US 11,929,152 B1
	Systems, methods, and apparatuses to predict pairs of enzyme primary sequences and substrates and an interaction probability for each predicted pair
Alexander Sewall Ford, Seattle, WA (US); Zachary Wu, College Station, TX (US); Layne Christopher Price, Seattle, WA (US); Franziska Seeger, Seattle, WA (US); and Yen Ling Adelene Sim, Seattle, WA (US)
Assigned to Amazon Technologies, Inc., Seattle, WA (US)
Filed by Amazon Technologies, Inc., Seattle, WA (US)
Filed on Jun. 9, 2020, as Appl. No. 16/896,877.
Int. Cl. G01N 33/48 (2006.01); G06N 3/044 (2023.01); G16B 5/20 (2019.01); G16B 15/00 (2019.01); G16B 40/00 (2019.01)

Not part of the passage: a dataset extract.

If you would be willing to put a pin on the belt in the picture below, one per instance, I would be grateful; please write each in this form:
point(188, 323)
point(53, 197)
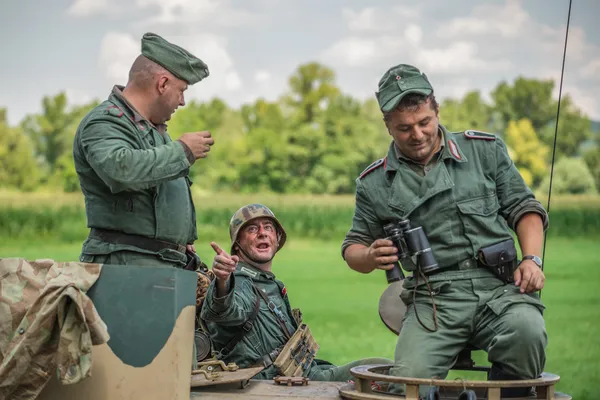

CPC G16B 40/00 (2019.02) [G06N 3/044 (2023.01); G16B 5/20 (2019.02); G16B 15/00 (2019.02)]

20 Claims

1. A computer-implemented method comprising:

receiving, by one or more processors of a computing device, a request to predict a pair of an enzyme primary sequence and a substrate, and an interaction probability for the pair, the request including a representation of a primary sequence of an enzyme, a representation of a substrate composition, and an indication of reactivity of the substrate and the enzyme;

applying, by the one or more processors, an embedding to the representation of the primary sequence of the enzyme to generate an enzyme vector;

decomposing, by the one or more processors, the substrate into a 2-D connection matrix with 1-D embeddings for each node of the 2-D connection matrix;

tiling, by the one or more processors, the 1-D embeddings to form 2-D representations for each node of the 2-D connection matrix;

stacking, by the one or more processors, the 2-D connection matrix with the 2-D representations and upsampling, thereby generating a 2-D upsampled stack;

convolving, by the one or more processors, the 2-D upsampled stack to generate a substrate vector;

concatenating, by the one or more processors, the enzyme vector, substrate vector, and interaction indication to form a machine learning (ML) model input;

receiving, by a multi-headed self-attention ML model executed by the one or more processors, the ML input;

predicting, using the multi-headed self-attention ML model based at least on the ML input, one or more pairs of an enzyme primary sequence and a substrate, and an interaction probability for each pair; and

outputting, by the multi-headed self-attention ML model, a result of the predicting using the multi-headed self-attention ML model, the result including the one or more pairs of an enzyme primary sequence and a substrate, and an interaction probability for each pair.